In the spring of 1934, the Austrian minister in London, (Baron) Georg Franckenstein, organised a largescale exhibition of Austrian culture to improve the Austrian state’s image abroad and to persuade prominent members of British society to stand in defence of Austria’s heritage of producing artists, musicians, writers, craftsmen and inventors perceived as threatened by Nazi and Socialist forces.

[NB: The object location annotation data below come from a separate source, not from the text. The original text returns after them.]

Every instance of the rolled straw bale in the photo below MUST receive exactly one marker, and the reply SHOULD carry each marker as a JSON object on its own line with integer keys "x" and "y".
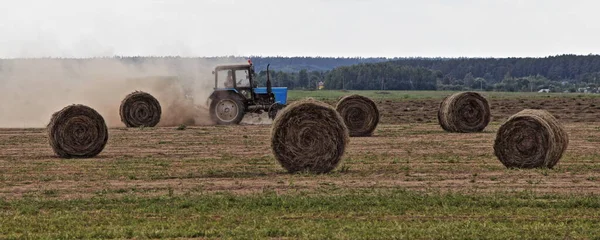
{"x": 464, "y": 112}
{"x": 77, "y": 131}
{"x": 531, "y": 139}
{"x": 309, "y": 135}
{"x": 360, "y": 114}
{"x": 140, "y": 109}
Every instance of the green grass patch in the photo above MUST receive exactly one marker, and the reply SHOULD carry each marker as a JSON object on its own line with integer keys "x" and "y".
{"x": 411, "y": 95}
{"x": 347, "y": 214}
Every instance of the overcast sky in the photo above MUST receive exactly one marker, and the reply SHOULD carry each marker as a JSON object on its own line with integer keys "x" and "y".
{"x": 376, "y": 28}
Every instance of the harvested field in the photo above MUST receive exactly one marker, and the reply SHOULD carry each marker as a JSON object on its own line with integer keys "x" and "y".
{"x": 238, "y": 159}
{"x": 410, "y": 180}
{"x": 566, "y": 109}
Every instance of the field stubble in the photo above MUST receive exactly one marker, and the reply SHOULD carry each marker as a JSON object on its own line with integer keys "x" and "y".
{"x": 228, "y": 177}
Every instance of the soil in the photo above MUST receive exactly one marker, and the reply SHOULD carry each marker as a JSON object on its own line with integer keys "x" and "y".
{"x": 567, "y": 109}
{"x": 408, "y": 150}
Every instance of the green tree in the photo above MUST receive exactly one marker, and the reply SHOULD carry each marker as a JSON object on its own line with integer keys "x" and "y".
{"x": 303, "y": 79}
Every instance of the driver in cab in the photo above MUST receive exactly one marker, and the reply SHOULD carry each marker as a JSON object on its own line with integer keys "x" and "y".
{"x": 229, "y": 81}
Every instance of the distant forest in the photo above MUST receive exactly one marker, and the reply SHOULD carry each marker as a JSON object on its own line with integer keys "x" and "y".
{"x": 557, "y": 73}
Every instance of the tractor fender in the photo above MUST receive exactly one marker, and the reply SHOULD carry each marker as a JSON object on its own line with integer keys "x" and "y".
{"x": 223, "y": 93}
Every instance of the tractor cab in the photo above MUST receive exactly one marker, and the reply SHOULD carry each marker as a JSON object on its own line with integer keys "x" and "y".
{"x": 236, "y": 92}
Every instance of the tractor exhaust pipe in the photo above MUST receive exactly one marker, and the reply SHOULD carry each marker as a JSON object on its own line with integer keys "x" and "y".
{"x": 269, "y": 90}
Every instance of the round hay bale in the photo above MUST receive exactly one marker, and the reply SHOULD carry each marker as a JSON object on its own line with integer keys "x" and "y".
{"x": 309, "y": 135}
{"x": 464, "y": 112}
{"x": 77, "y": 131}
{"x": 360, "y": 115}
{"x": 140, "y": 109}
{"x": 530, "y": 139}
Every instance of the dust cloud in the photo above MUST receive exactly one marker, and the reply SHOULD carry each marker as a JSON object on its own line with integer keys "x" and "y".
{"x": 32, "y": 89}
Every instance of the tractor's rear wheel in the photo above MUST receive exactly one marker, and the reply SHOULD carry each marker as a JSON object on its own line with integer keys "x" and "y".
{"x": 227, "y": 110}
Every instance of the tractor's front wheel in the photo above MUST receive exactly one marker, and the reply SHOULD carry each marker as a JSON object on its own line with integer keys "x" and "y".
{"x": 227, "y": 110}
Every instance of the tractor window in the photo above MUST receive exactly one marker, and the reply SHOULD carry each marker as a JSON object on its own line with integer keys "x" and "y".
{"x": 225, "y": 79}
{"x": 242, "y": 78}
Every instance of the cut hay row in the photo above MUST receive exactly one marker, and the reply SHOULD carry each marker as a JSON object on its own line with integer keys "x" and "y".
{"x": 360, "y": 115}
{"x": 464, "y": 112}
{"x": 530, "y": 139}
{"x": 309, "y": 135}
{"x": 77, "y": 131}
{"x": 140, "y": 109}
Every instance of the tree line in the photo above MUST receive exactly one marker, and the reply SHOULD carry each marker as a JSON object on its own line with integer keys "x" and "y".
{"x": 556, "y": 73}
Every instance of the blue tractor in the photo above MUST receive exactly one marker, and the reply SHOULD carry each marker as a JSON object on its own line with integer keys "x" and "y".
{"x": 236, "y": 93}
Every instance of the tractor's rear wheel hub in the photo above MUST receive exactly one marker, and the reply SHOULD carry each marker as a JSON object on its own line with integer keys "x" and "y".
{"x": 226, "y": 110}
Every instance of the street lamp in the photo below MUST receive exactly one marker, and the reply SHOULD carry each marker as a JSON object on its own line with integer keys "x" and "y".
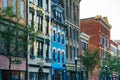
{"x": 76, "y": 59}
{"x": 106, "y": 67}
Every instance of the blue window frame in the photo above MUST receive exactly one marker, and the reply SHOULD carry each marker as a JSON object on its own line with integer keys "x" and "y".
{"x": 40, "y": 3}
{"x": 40, "y": 49}
{"x": 58, "y": 56}
{"x": 84, "y": 45}
{"x": 54, "y": 35}
{"x": 5, "y": 4}
{"x": 47, "y": 5}
{"x": 31, "y": 0}
{"x": 58, "y": 37}
{"x": 54, "y": 54}
{"x": 62, "y": 38}
{"x": 22, "y": 10}
{"x": 14, "y": 6}
{"x": 62, "y": 57}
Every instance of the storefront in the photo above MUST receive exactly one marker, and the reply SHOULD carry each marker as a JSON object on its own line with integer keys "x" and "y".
{"x": 72, "y": 74}
{"x": 39, "y": 73}
{"x": 15, "y": 75}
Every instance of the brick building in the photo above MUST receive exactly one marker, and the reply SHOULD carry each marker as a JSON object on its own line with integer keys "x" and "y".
{"x": 98, "y": 28}
{"x": 17, "y": 70}
{"x": 114, "y": 47}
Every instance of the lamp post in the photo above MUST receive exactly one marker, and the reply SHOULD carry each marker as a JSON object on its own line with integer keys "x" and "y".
{"x": 76, "y": 59}
{"x": 106, "y": 67}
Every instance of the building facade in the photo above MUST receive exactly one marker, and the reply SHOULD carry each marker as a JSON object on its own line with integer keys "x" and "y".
{"x": 39, "y": 66}
{"x": 72, "y": 35}
{"x": 84, "y": 38}
{"x": 114, "y": 48}
{"x": 18, "y": 71}
{"x": 98, "y": 28}
{"x": 58, "y": 40}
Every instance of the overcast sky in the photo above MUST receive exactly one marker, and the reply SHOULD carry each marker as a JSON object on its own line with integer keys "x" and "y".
{"x": 109, "y": 8}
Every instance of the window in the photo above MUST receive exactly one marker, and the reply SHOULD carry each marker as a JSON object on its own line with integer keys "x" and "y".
{"x": 32, "y": 48}
{"x": 47, "y": 5}
{"x": 70, "y": 32}
{"x": 58, "y": 56}
{"x": 70, "y": 52}
{"x": 77, "y": 53}
{"x": 77, "y": 36}
{"x": 62, "y": 38}
{"x": 54, "y": 54}
{"x": 32, "y": 1}
{"x": 54, "y": 36}
{"x": 47, "y": 50}
{"x": 74, "y": 12}
{"x": 74, "y": 52}
{"x": 33, "y": 76}
{"x": 5, "y": 4}
{"x": 40, "y": 3}
{"x": 67, "y": 9}
{"x": 40, "y": 49}
{"x": 47, "y": 25}
{"x": 100, "y": 39}
{"x": 66, "y": 51}
{"x": 62, "y": 57}
{"x": 84, "y": 45}
{"x": 67, "y": 34}
{"x": 22, "y": 9}
{"x": 58, "y": 37}
{"x": 31, "y": 16}
{"x": 104, "y": 42}
{"x": 39, "y": 21}
{"x": 22, "y": 76}
{"x": 58, "y": 15}
{"x": 14, "y": 6}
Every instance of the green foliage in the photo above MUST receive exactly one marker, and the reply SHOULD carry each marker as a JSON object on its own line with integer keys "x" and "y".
{"x": 90, "y": 59}
{"x": 112, "y": 62}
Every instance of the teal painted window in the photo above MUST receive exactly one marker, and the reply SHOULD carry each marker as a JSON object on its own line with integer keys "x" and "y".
{"x": 54, "y": 35}
{"x": 62, "y": 57}
{"x": 5, "y": 4}
{"x": 14, "y": 6}
{"x": 33, "y": 76}
{"x": 58, "y": 56}
{"x": 47, "y": 5}
{"x": 39, "y": 23}
{"x": 31, "y": 0}
{"x": 47, "y": 50}
{"x": 0, "y": 75}
{"x": 58, "y": 37}
{"x": 40, "y": 3}
{"x": 47, "y": 27}
{"x": 40, "y": 49}
{"x": 54, "y": 53}
{"x": 22, "y": 10}
{"x": 62, "y": 38}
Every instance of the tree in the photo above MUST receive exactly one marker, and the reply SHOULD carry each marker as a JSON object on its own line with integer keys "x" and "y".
{"x": 13, "y": 37}
{"x": 89, "y": 59}
{"x": 113, "y": 64}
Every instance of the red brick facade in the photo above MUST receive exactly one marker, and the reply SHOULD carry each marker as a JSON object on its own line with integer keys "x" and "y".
{"x": 99, "y": 30}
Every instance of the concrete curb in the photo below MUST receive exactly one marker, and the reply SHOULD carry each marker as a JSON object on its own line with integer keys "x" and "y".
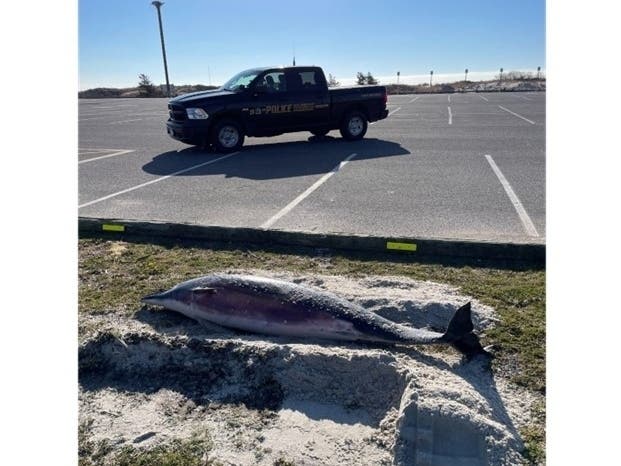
{"x": 531, "y": 254}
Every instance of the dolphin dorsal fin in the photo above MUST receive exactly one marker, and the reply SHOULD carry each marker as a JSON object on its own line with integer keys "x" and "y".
{"x": 204, "y": 289}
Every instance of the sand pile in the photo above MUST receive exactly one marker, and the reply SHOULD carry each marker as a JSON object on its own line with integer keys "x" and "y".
{"x": 160, "y": 377}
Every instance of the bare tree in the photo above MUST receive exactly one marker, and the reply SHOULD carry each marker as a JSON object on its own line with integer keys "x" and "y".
{"x": 145, "y": 86}
{"x": 370, "y": 79}
{"x": 332, "y": 82}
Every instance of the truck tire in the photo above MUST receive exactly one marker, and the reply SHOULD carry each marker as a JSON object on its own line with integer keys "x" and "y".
{"x": 354, "y": 126}
{"x": 227, "y": 136}
{"x": 320, "y": 132}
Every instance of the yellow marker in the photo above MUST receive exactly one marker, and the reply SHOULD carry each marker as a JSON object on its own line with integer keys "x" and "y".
{"x": 401, "y": 246}
{"x": 107, "y": 227}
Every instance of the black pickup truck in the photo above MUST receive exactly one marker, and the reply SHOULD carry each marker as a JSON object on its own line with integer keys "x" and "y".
{"x": 271, "y": 101}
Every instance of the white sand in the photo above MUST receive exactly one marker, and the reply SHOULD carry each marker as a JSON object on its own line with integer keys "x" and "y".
{"x": 160, "y": 376}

The “Austria in London” exhibition was situated in a grand townhouse in Regent Street, where the British public were welcomed by Austrians clad in Lederhosen and Dirndl. Once inside, visitors were treated to an immersive experience of Austria’s cultural offerings, with seemingly endless rooms on single themes including paintings, musical manuscripts, porcelain, arts and crafts, photographs of the Austrian countryside and city centres, an ensemble playing Haydn, Mozart and Schubert, a puppet theatre by the renowned Richard Teschner, as well as famous dishes and pastries. There was even a Biergarten with live folk music and dancing, which attracted visits from the Royal Family. The remarkable series of cultural items was one of the first attempts to canonise what was to be considered “Austrian culture” and to establish a notion of Austria as “cultured”, constituting Austrian “soft power” which predated any formal programme of Anglo-Austrian cultural diplomacy.
The exhibition was a tremendous success and was part of Franckenstein’s innovative strategy to use cultural diplomacy to reinforce among the British elite that notion that ‘Austria’ was synonymous with ‘culture’, and therefore worth saving from the Nazi clutches.